A Training Method for the Speech Controlled Environmental Control System Based on Candidate Word Discriminations
- DOI
- 10.2991/jrnal.2018.5.2.14How to use a DOI?
- Keywords
- speech training; environment control system (ECS); speech recognition; candidate word; learning-type look-up table
- Abstract
This paper proposes a concept of a training system for the speech controlled environmental control system: Bio-Remote based on candidate word discriminations. The proposed system can provide three-types of voice signal training: (1) volume, (2) tempo/timing and (3) candidate word which are important for accurate speech recognition based on false recognition results. During the training, such three kinds of features are extracted from measured voice signals and visually and auditory fed back to the user in real time. This allows the user to train speech abilities even if false recognition results are extracted because of slurred speech. The efficacy of the proposed system was demonstrated through training experiments for slurred speech conducted with healthy participants. The results showed that the proposed system was capable for the training of speech abilities.
- Copyright
- Copyright © 2018, the Authors. Published by Atlantis Press.
- Open Access
- This is an open access article under the CC BY-NC license (http://creativecommons.org/licences/by-nc/4.0/).
1. Introduction
The number of disabled people in Japan continues to increase annually and stands at 1.76 million. The population of severely disabled people in particular was around 760,000, and such patients associated with a speech disability reached 81,000 [1].
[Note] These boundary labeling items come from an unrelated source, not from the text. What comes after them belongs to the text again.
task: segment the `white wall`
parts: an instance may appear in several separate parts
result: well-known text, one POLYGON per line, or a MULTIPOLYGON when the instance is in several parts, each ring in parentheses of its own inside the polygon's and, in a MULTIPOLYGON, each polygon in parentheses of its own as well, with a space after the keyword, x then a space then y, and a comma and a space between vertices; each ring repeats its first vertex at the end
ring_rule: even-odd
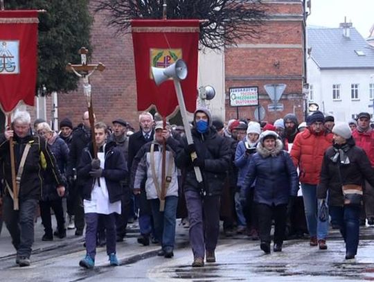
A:
MULTIPOLYGON (((224 53, 212 50, 199 53, 197 87, 211 85, 215 89, 215 96, 206 105, 212 116, 224 120, 224 53)), ((199 102, 198 99, 197 103, 199 102)))
POLYGON ((314 88, 314 100, 319 109, 326 115, 332 115, 335 121, 348 121, 353 114, 361 112, 373 114, 374 109, 368 107, 373 104, 369 99, 369 84, 374 83, 372 69, 335 69, 321 71, 315 63, 309 59, 308 64, 310 85, 314 88), (340 85, 341 100, 332 100, 332 85, 340 85), (359 84, 359 99, 351 99, 350 85, 359 84))

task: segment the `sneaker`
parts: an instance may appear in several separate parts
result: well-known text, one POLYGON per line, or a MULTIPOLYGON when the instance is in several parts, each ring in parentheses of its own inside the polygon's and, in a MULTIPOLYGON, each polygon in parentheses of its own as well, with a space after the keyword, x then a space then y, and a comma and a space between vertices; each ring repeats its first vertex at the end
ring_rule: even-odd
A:
POLYGON ((215 263, 215 254, 214 253, 214 251, 206 251, 206 260, 207 263, 215 263))
POLYGON ((83 235, 83 230, 77 229, 75 230, 75 236, 81 236, 83 235))
POLYGON ((265 241, 262 241, 260 244, 260 248, 264 251, 265 254, 270 254, 270 243, 265 241))
POLYGON ((112 266, 118 266, 119 265, 119 262, 118 262, 118 260, 117 259, 117 256, 116 256, 116 254, 114 254, 114 253, 111 254, 109 255, 109 257, 110 265, 112 266))
POLYGON ((203 258, 195 258, 192 264, 193 267, 202 267, 204 266, 203 258))
POLYGON ((318 242, 317 240, 317 237, 310 237, 310 240, 309 241, 309 245, 312 247, 318 246, 318 242))
POLYGON ((318 240, 318 246, 319 249, 327 249, 326 240, 324 239, 319 239, 318 240))
POLYGON ((282 243, 274 243, 274 247, 273 247, 273 250, 274 252, 282 252, 282 243))
POLYGON ((143 246, 148 246, 150 245, 150 237, 147 235, 141 235, 138 237, 138 243, 143 246))
POLYGON ((55 231, 54 233, 53 233, 53 235, 57 238, 60 238, 60 239, 63 239, 64 238, 65 238, 66 236, 66 229, 63 229, 62 231, 55 231))
POLYGON ((80 260, 79 265, 87 269, 93 268, 93 266, 95 266, 95 260, 87 254, 84 258, 80 260))
POLYGON ((53 241, 53 236, 52 235, 47 234, 46 233, 42 237, 42 241, 53 241))
POLYGON ((18 260, 18 265, 19 265, 20 267, 23 267, 24 266, 29 266, 30 265, 30 258, 26 258, 26 256, 19 257, 19 258, 18 260))
POLYGON ((74 215, 69 215, 68 229, 72 230, 75 229, 75 225, 74 224, 74 215))

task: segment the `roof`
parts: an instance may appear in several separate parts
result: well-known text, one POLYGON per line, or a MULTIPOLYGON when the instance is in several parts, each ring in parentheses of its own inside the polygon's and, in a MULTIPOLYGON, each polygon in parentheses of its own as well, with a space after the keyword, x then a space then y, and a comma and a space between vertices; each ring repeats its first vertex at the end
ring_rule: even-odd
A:
POLYGON ((310 55, 321 69, 374 69, 374 48, 355 28, 350 37, 343 28, 308 28, 310 55))

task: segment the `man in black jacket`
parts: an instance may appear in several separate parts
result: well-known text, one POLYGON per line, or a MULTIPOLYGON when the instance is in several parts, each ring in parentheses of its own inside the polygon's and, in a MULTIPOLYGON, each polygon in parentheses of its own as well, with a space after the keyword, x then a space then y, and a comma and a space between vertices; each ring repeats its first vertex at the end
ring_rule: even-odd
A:
POLYGON ((89 125, 89 112, 85 112, 82 116, 82 123, 80 124, 73 132, 73 137, 70 144, 69 161, 66 168, 66 178, 69 180, 70 197, 73 199, 74 223, 75 224, 75 236, 83 235, 84 228, 84 211, 82 199, 78 193, 78 182, 75 181, 76 167, 79 164, 83 149, 91 141, 91 127, 89 125))
MULTIPOLYGON (((134 133, 129 139, 129 158, 128 168, 132 170, 132 161, 140 148, 146 143, 153 140, 154 134, 153 130, 154 121, 152 115, 148 112, 143 112, 139 115, 140 130, 134 133)), ((133 175, 131 176, 132 177, 133 175)), ((134 187, 130 187, 132 191, 134 187)), ((151 210, 145 196, 144 185, 141 187, 141 192, 137 195, 136 200, 139 207, 139 228, 141 236, 138 238, 138 243, 145 246, 150 245, 150 234, 152 230, 151 210)))
POLYGON ((65 192, 62 178, 55 159, 43 137, 31 133, 30 117, 27 112, 16 112, 12 129, 0 136, 0 155, 4 172, 3 218, 17 249, 16 263, 20 267, 30 265, 31 246, 34 241, 34 215, 42 193, 42 173, 46 170, 56 185, 57 193, 62 197, 65 192), (17 173, 19 209, 15 211, 10 171, 9 140, 15 142, 15 166, 17 173))
POLYGON ((215 250, 220 232, 220 197, 231 162, 229 143, 211 127, 209 110, 197 108, 192 130, 193 144, 188 145, 184 138, 177 157, 177 165, 185 175, 183 188, 190 222, 190 243, 193 249, 193 267, 215 262, 215 250), (191 152, 197 157, 191 161, 191 152), (203 182, 196 179, 194 166, 198 166, 203 182), (205 233, 205 236, 204 236, 205 233))

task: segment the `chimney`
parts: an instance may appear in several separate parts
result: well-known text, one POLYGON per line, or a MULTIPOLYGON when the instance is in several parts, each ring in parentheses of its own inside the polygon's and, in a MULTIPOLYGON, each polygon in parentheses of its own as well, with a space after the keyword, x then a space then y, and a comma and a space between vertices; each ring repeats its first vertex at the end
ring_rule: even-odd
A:
POLYGON ((343 28, 343 36, 346 38, 349 38, 350 37, 349 28, 352 27, 352 23, 348 23, 346 19, 347 17, 344 17, 344 22, 341 23, 339 25, 339 27, 340 28, 343 28))

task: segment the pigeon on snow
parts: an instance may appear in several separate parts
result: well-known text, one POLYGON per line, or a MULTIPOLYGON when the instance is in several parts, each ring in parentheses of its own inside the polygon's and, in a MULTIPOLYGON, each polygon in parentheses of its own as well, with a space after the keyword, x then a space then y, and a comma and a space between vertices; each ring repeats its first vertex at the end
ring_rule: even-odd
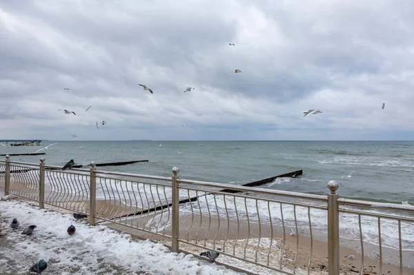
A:
POLYGON ((21 234, 23 235, 30 236, 32 235, 32 234, 33 234, 33 231, 34 231, 34 228, 36 227, 37 227, 37 226, 36 225, 28 226, 26 227, 24 230, 23 230, 23 232, 21 232, 21 234))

Against such a background, many speech-controlled environmental control systems (ECSs) have been developed [2], [3]. However, it is difficult for patients with dysarthria to use such systems, since the models used in these systems considers standard adults’ speech. Although some studies have investigated the use of speaker-dependent models to support the learning of individual users’ voices [4], and the authors’ research group also proposed the voice signal-based manipulation method for ECS based on candidate word discrimination [5], fluctuating speech makes discrimination difficult.
The speech training system can support the recovery of as much of a user’s speech as possible, and it has been widely discussed as motivation and long-term experiences for users [6], [7]. However, it can be difficult to fully recover verbal functioning because of individual differences and degrees of disability.
This paper proposed a training system for a speech-controlled environmental control system based on candidate word discrimination that can acquire the skill of fixed speech. After the training, the user’s intention can be accurately discriminated, even if the user cannot fully recover his/her verbal functioning.
2. Speech Training System Based on Candidate Word Discrimination
Figure 1 shows the structure of the proposed speech training system based on candidate word discrimination. The proposed system provides training for patients with dysarthria to speak the same way every time, even with slurred speech. This training can be applied to control the training of a voice-controlled environmental control system [5] with slurred speech.
The proposed speech training system consists of a PC with a feedback display, audio processor, and microphone. During the speech training, the display provides the extracted features of voice signals and current status of the users’ abilities to improve their speech skills. The details of the system are described in the following subsections.
2.1. Voice signal processing
The structure of the voice signal processing is shown in Fig. 1. First, the amplitude and timing information of voice signals are extracted, and discrimination results are then obtained using the candidate words/phenomes Wh/Mh and the log-likelihoods T(Wh) with the candidate word discrimination method [5].
2.1.1. Extraction of voice signal features
Voice signals are recorded using a microphone and sampled at 16 [kHz]. The amplitude information v(t) of the measured voice signals with full-wave rectification and low-pass filtering (cut-off frequency: 1 [Hz]) is obtained based on the gains of the amplifier and microphone input levels.
Feature vector X used for speech recognition is then defined as the low-frequency components of Mel-frequency cepstrum coefficients (MFCCs) for each frame, and the output probabilities P(X|W) of a feature vector X from word W = {w1, w2, …, wK} (wk: word, K: number of words) are calculated using an N-gram model and phoneme-hidden Markov model (phoneme HMM) dividing the words W into phonemes m = {m1, m2, …, mJ} (mj: phoneme, J: number of phonemes) and matching phoneme HMM to X. Subsequently, the top H words Wh (h = 1, 2, …, H) with the maximum log-likelihood, their phonemes Mh, and log-likelihoods T(Wh) are extracted using Julius [8].
2.1.2. Intention estimation using candidate word discrimination
The user’s intention is discriminated using the learning-type look-up table (LUT) [5]. The user is instructed to utter C words (corresponding to the control commands of domestic appliances) multiple times, and top V words Wcv with their maximum log-likelihood and their phonemes Mcv and log-likelihood T(Wcv) in H extracted words are corresponded to each discrimination class (c = 1, 2, …, C; v = 1, 2, …, V; V < H) in the learning stage. In the discrimination stage, a new set of H words are extracted, and the phenomes (D)Mu (u = 1, 2, …, U; U < H) of top U words with their maximum log-likelihood are compared to phoneme (L)Mci (i = 1, 2, …, Ic; Ic: number of learning data for class c) of each discrimination class memorized in the learning-type LUT. The coincidence
2.2. Speech training for candidate word discrimination method
For speech therapy, the treatment of articulation, prosody and pitch range, speech rate, vocal volume, or resonance is important [6]. The proposed speech training is therefore composed of three stages (see Fig. 2), as explained in the following subsections.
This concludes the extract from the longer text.